There is one wrinkle in this: the Integer type will fail some of the arithmetic property tests, because integer division does not always produce an integer result. It would probably be best to further separate the arithmetic property tests into addition and multiplication tests, but since we can run failing tests without exiting the program, I’m overlooking it in this case. There is also a hack at the start of the file that lets us use the new tests on the original system, by letting Scheme numbers stand in for Integer and Real types.
In Exercise 2.82 we deal with operations that require an arbitrary number of arguments. While I did define a new operation to test how coercion may work, I have not included any operation that takes more than two arguments. For this case, using the previous tests should suffice, although you are free to add more tests to ensure that an added operation actually works with multiple arguments.

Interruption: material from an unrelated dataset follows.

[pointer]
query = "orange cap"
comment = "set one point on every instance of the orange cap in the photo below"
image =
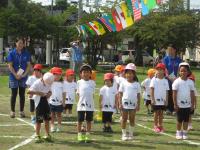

I also want to explain a feature of the tower/hierarchical system that I included for testing in Exercises 2.83 and later. In order to have a progression from rationals to reals (and back), an arbitrary ‘rationalization’ can be performed on a real. This allows it to be expressible as a fraction (rational) as long as there is an equivalent (sidenote) ‘equivalent’ as defined by
equ? fractional representation that does not require a denominator larger than a given number. The cutoff for denominator size is arbitrary because all values of the Real type, which internally are floating-point values, are actually just high-precision fractions and could thus always be expressed as some sort of Rational.
Implementing this feature requires using
getdenom to project a Real in Exercise 2.85. The alternative is to simply disallow dropping of Reals to Rationals. This is acceptable, but be aware that some of the tests I’ve written may fail if that is the case. A few examples are included to show how the determination of the denominator works. Different systems will not necessarily ‘reduce’ in the same way, due to the internal representaion
As the exercises go on, there are continual changes to the system. Each time we can go back and run the same basic tests. Because the system interface remains the same, the tests continue to work, and this ensures we didn’t wreck anything that was previously working. Typically, a few new tests are added to verify the specific feature just added or modified.
In truth, the number of additional tests I’ve written really do not do enough to fully exercise the system, but as this section is fairly intensive, and I’ve already spent far too long working on just the solutions, I didn’t want to add even more tests that might need to be figured out. Hopefully by this point you’re able to identify what features to look for and can write a few tests of your own. It’s never wrong to go back and modify the tests themselves as the system develops and changes.